Para Boulos, a iniciativa da Brasil Paralelo contraria a Lei de Diretrizes e Bases da Educação Nacional, que em seu artigo 70 afirma que o “ensino é livre à iniciativa privada” desde que sejam cumpridas as normas gerais da educação nacional e do respectivo sistema de ensino, e que haja autorização de funcionamento e avaliação de qualidade pelo Poder Público.

“A liberdade de escolha dos métodos e conteúdos de ensino, uma prerrogativa profissional dos professores, no entanto, não se confunde com liberdade irrestrita para propagar falsificações históricas e negacionismo científico – os tais conteúdos ‘paralelos’ das bolhas ideológicas de extrema direita”, diz a representação.

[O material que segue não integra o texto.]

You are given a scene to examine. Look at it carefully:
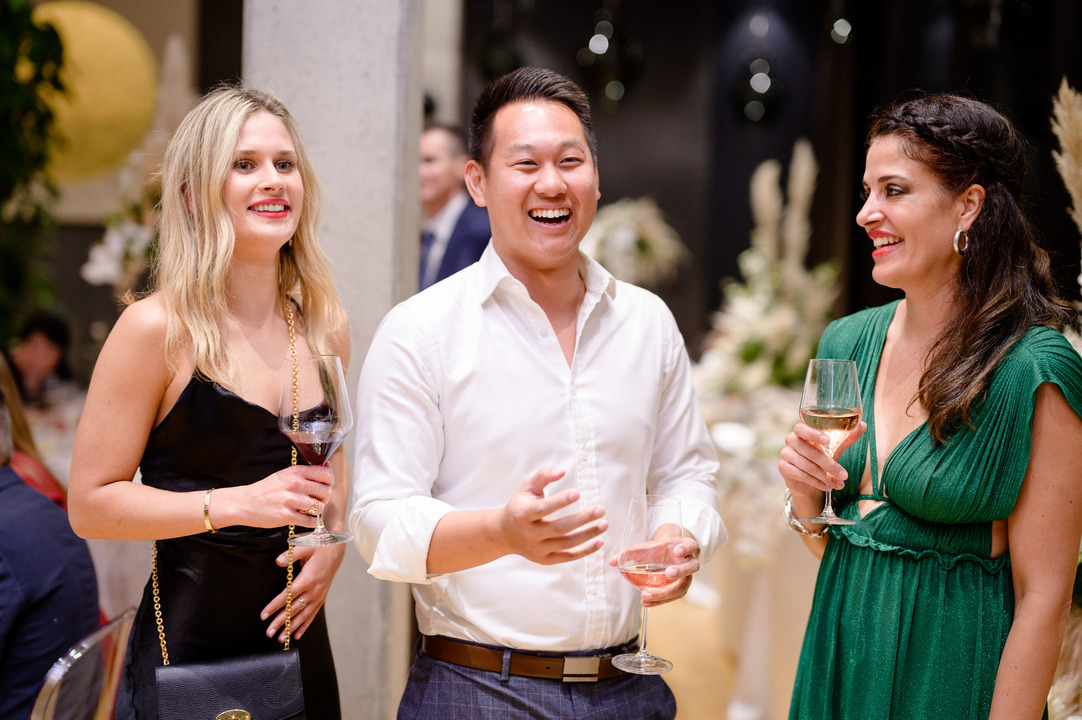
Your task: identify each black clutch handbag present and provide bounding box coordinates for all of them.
[155,649,304,720]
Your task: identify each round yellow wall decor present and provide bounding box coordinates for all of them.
[34,0,158,181]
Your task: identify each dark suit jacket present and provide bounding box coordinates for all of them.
[426,200,492,283]
[0,467,100,719]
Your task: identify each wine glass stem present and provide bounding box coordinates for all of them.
[822,489,834,518]
[312,457,331,535]
[638,605,650,655]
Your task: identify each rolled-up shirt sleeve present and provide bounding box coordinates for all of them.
[647,310,728,563]
[349,305,453,584]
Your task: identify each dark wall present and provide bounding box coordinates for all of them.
[462,0,1082,349]
[817,0,1082,311]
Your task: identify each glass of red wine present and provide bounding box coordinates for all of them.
[278,355,353,548]
[801,358,861,525]
[612,495,685,675]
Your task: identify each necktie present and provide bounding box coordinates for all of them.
[418,231,436,290]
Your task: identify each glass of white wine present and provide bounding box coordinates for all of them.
[612,495,686,675]
[801,358,861,525]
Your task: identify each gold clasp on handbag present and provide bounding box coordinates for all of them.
[214,710,252,720]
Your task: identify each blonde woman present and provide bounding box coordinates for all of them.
[69,87,349,720]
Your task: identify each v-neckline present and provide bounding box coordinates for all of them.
[861,301,927,504]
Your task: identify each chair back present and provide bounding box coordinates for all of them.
[29,607,135,720]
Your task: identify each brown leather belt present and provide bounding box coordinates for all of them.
[421,636,622,682]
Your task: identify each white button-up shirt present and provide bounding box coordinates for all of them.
[349,245,725,652]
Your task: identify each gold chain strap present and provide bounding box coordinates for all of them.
[150,300,299,665]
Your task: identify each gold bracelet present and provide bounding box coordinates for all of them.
[203,487,217,533]
[786,488,827,538]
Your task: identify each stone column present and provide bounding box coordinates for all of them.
[242,0,421,720]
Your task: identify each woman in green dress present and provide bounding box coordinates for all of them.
[779,95,1082,720]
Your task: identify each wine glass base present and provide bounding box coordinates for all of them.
[289,532,353,548]
[612,652,673,675]
[796,515,857,525]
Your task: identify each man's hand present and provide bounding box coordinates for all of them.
[609,528,699,607]
[500,468,608,565]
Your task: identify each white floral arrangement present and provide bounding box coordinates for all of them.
[692,140,837,565]
[79,36,195,298]
[579,197,689,288]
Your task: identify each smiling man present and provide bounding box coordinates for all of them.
[349,68,725,720]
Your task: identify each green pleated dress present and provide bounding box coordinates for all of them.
[789,302,1082,720]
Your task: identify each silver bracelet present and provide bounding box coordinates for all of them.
[786,488,827,539]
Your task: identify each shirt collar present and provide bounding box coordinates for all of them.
[477,243,617,303]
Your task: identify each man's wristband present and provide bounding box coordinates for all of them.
[203,487,217,533]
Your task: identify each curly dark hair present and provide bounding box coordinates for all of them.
[867,93,1074,444]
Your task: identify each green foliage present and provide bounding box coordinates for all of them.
[0,0,63,346]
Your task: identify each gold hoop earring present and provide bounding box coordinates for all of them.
[954,227,969,256]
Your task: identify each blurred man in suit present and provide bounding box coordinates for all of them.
[419,123,490,290]
[0,378,100,719]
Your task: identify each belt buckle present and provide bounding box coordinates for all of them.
[563,655,602,682]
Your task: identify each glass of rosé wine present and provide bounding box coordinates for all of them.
[801,358,861,525]
[612,495,686,675]
[278,355,353,548]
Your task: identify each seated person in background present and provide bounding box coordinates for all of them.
[420,125,490,290]
[0,378,100,719]
[0,346,67,504]
[9,311,72,409]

Por causa da “extrema gravidade e da abrangência territorial dos fatos narrados”, Boulos pede que a Procuradoria Federal dos Direitos do Cidadão do MPF instaure um inquérito civil e criminal “para as devidas apurações, responsabilizações e demais medidas cabíveis” contra a Brasil Paralelo.

A nossa parte nós fizemos. Agora está nas mãos deles – mas vamos continuar investigando a extrema direita, a Brasil Paralelo e seu projeto de poder que, até agora, ficava fora do radar das autoridades.